Ideal two-dimensional solid electrolytes for fast ion transport: metal trihalides MX3 with intrinsic atomic pores

Abstract

Exploring ultrathin two-dimensional (2D) solid electrolytes with fast ion transport is highly desirable in nanoelectronics, ionic devices and various energy storage systems, following the rapid scaling of devices to the nanometer scale. Herein, two-dimensional (2D) metal trihalides MX₃ (ScCl₃, ScBr₃, AsI₃, ScI₃, YBr₃, SbI₃, YI₃ and BiI₃) with intrinsic atomic pore structures have been examined and found to be promising as realistic 2D solid electrolytes.

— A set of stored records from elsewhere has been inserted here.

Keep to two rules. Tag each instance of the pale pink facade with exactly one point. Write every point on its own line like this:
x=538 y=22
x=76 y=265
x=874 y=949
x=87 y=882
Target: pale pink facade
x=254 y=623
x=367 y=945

Through examining the binding interactions and the diffusion barriers of monolayer MX₃–ion (Li⁺, Na⁺, K⁺, Mg²⁺, and Ca²⁺) systems by utilizing first principles calculations, it is found that MX₃–ion complexes are energetically favorable and the energy barriers of some MX₃–ion systems are comparable to or even smaller than those of the conventional solid electrolyte systems. More significantly, the short diffusion time of Na⁺ and K⁺ ions in some monolayers MX₃ at the nanosecond (ns) or even at the sub-ns scale indicates fast ion transport. In terms of practical applications, ultrafast Li⁺ travelling in the timescale of sub-ns to ns and Na⁺ in several tens ns in few-layer MX₃ is achieved. In addition, the insulating nature of wide band gaps for MX₃ is maintained during the ion transport, which is essential for solid electrolytes. These theoretical results provide fundamental guidance that MX₃ materials with natural atomic pores are realistic candidates for 2D solid electrolytes with broad applications in ionic devices and energy storage devices.